All the CSS3 properties in this bundle are prefix free. This is a conscious choice, as many people already have their own ways of dealing with these, either by hand or through a service such as Prefixr. I've created a separate TextMate bundle and Sublime Text snippet as my way of adding relevant prefixes.
Use with TextMate
This bundle has a well organised menu structure, so for an overview of all the commands and snippets available, go to Bundles -> CSS+ in the menu bar. The snippets are organised into groups, with each snippet listing its keyboard trigger for reference. At the bottom of the menu is an 'Update Bundle via Git' option which will ensure your version of CSS+ is up to date.

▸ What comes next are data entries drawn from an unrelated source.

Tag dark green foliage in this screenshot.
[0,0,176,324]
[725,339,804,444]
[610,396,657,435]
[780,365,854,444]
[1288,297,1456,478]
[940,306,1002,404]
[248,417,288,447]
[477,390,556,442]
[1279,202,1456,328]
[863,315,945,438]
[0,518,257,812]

I have also included a handy colour conversion command to speed up switching between colour formats. With your caret (text cursor) on the correct line, press cmd + ctrl + c to switch between Hex, RGB and RGBa formats. This command currently only works on lines which contain one colour.
Use With Sublime Text
I switched from TextMate to Sublime Text a while ago, as it is a much more feature rich editor. One of the deciding factors for the switch was that Sublime supports TextMate bundles. That said, the support isn't flawless. The colour format command doesn't yet work and it sometimes has trouble if you delete a set of nested tab stops, with it still requiring that you tab through all of the removed tab stops before allowing you on to the next snippet.
Even with these drawbacks, the CSS+ bundle if definitely a must for anyone who writes CSS. Sublime also adds the advantage that users on Windows and Linux can make use of this normally OSX bundle.
The best way to get your hands on this bundle is to clone it using Git. This means you can easily update it when changes are made. Installation instructions, as well as a regular download version of the CSS+ bundle can be found on GitHub.